Jenni Nikkilä 1 , Rahul Kumar 1 , James Campbell 1 , Inger Brandsma 1 , Helen N Pemberton 1 , Fredrik Wallberg 2 , Kinga Nagy 3 , 4 , Ildikó Scheer 3 , 4 , Beata G Vertessy 3 , Artur A Serebrenik 5 , Valentina Monni 5 , Reuben S Harris 5 , Stephen J Pettitt 1 , Alan Ashworth 1 , * , Christopher J Lord 1 , *
23 May 2017
Elevated APOBEC3B expression in tumours correlates with a kataegic pattern of localised hypermutation. We assessed the cellular phenotypes associated with high-level APOBEC3B expression and the influence of p53 status on these phenotypes using an isogenic system.
We used RNA interference of p53 in cells with inducible APOBEC3B and assessed DNA damage response (DDR) biomarkers. The mutational effects of APOBEC3B were assessed using whole-genome sequencing. In vitro small-molecule inhibitor sensitivity profiling was used to identify candidate therapeutic vulnerabilities.

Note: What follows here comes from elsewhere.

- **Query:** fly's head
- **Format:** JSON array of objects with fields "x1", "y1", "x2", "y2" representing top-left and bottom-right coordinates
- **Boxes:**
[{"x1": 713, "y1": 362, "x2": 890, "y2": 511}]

Although APOBEC3B expression increased the incorporation of genomic uracil, invoked DDR biomarkers and caused cell cycle arrest, inactivation of p53 circumvented APOBEC3B-induced cell cycle arrest without reversing the increase in genomic uracil or DDR biomarkers. The continued expression of APOBEC3B in p53-defective cells not only caused a kataegic mutational signature but also caused hypersensitivity to small-molecule DDR inhibitors (ATR, CHEK1, CHEK2, PARP, WEE1 inhibitors) as well as cisplatin/ATR inhibitor and ATR/PARP inhibitor combinations.